Ms. Goddard’s fiancé, Caleb Straker, is the only wire bender in Barbados, which is important because the wire frames are the foundation of the costumes’ signature wings. Many designers used to source frames from other countries, but as shipping costs and delays increased, they began looking for someone closer to home. Sir. Straker perfected a method to build the frame quickly.

“I enjoy seeing the end result,” he said. “When they leave here, they’re these regular frames, and then they become the costumes. To see them on the road and see people enjoy them is amazing.”

Founder, owner and lead designer: Envy Mas
This is how she describes her style: Modern with a little bit of flair

Ms. Lewis, who founded Envy Mas in 2013, wants to make Crop Over accessible to everyone. “I realized that a lot of people couldn’t participate because of the high cost of the costumes, the experience of the band and all that, so I tried to make it affordable but still fashionable,” she said.

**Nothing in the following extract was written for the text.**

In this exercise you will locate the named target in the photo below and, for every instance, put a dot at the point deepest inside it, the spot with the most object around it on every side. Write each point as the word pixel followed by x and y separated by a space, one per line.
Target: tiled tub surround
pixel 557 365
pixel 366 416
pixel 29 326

Ms. Lewis is not in favor of elaborate stones and pearls. “We’re making a nice monokini with a few feathers,” she said. “This year we’ve been making acetone backpacks instead of making feathers and so far I’m the first in Barbados to do it.”

Part of Envy Mas’ popularity is that it’s a family affair. Ms. Lewis’ mother, Betty Lewis, has cooked all the food for the band since it started. She makes everything in her own kitchen, with the occasional helping hand from a friend or two. “Everybody that jumps with the band is looking for my food,” she said. “They shout, ‘Mom! Mom!’ I make chicken, ham slices, roti, many things.”

The team at Envy Mas consists entirely of volunteers, who each receive a free costume. “Some people may want more glitz and glamour, but there are many who appreciate us,” said Ms. Lewis said. “I love what I do for the community and for the youth of Barbados.”